This program periodically periodically samples the battery sensor and displays the bottom 3 bits on the LEDs
/*
* periodically sample the battery sensor and display the bottom 3 bits on the leds
*/
type ISense is interface ( in bool ticker; out bool battReq; in integer battVal)

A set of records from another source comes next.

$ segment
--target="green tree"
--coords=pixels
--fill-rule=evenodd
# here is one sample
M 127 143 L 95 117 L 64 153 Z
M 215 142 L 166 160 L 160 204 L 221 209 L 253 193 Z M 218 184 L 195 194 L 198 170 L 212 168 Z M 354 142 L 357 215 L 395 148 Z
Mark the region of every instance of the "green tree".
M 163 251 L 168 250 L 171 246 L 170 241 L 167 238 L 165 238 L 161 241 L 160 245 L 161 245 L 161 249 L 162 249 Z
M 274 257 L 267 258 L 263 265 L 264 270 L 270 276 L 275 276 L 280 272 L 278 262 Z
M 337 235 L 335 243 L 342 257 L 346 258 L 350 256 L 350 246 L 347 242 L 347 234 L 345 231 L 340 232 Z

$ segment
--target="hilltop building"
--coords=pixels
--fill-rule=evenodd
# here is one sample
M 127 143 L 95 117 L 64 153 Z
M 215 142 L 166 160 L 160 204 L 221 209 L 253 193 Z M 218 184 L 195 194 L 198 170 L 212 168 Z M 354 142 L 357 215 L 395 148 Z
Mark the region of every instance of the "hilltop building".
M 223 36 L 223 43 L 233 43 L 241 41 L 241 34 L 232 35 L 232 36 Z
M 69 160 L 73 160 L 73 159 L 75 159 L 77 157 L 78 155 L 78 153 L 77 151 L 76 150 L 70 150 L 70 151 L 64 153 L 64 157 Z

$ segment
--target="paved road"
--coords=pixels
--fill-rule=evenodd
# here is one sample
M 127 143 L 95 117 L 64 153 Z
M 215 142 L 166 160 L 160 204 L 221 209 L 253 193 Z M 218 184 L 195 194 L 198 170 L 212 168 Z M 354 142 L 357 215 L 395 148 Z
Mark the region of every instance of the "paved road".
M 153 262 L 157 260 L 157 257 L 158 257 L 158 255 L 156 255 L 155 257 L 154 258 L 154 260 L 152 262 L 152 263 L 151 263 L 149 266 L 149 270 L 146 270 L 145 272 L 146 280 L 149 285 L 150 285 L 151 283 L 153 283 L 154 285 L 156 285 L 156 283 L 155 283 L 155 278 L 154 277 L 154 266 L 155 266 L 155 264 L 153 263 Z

component sense presents ISense {
constructor() {}
behaviour {
receive tick from ticker
send true on battReq
receive reading from battVal
if (reading & 4) == 4
then setRedLedPower(true)
else setRedLedPower(false)
if (reading & 2) == 2
then setBlueLedPower(true)
else setBlueLedPower(false)
if (reading & 1) == 1
then setGreenLedPower(true)
else setGreenLedPower(false)
}
}
s = new sense()
connect s.battReq to sensors.batteryRequest
connect s.battVal to sensors.batteryOut
setTimer(s.ticker , 0.098 , true)
The corresponding nesC program for TinyOS is shown below.
configuration SenseAppC
{
}
implementation {
components SenseC, MainC, LedsC, new TimerMilliC(), new DemoSensorC() as Sensor;
SenseC.Boot -> MainC;
SenseC.Leds -> LedsC;
SenseC.Timer -> TimerMilliC;
SenseC.Read -> Sensor;
}
/******************************************************/
#include "Timer.h"
module SenseC
{
uses {
interface Boot;
interface Leds;
interface Timer;
interface Read;
}
}
implementation
{
// sampling frequency in binary milliseconds
#define SAMPLING_FREQUENCY 100
event void Boot.booted() {
call Timer.startPeriodic(SAMPLING_FREQUENCY);
}
event void Timer.fired()
{
call Read.read();
}
event void Read.readDone(error_t result, uint16_t data)
{
if (result == SUCCESS){
if (data & 0x0004)
call Leds.led2On();
else
call Leds.led2Off();
if (data & 0x0002)
call Leds.led1On();
else
call Leds.led1Off();
if (data & 0x0001)
call Leds.led0On();
else
call Leds.led0Off();
}
}
}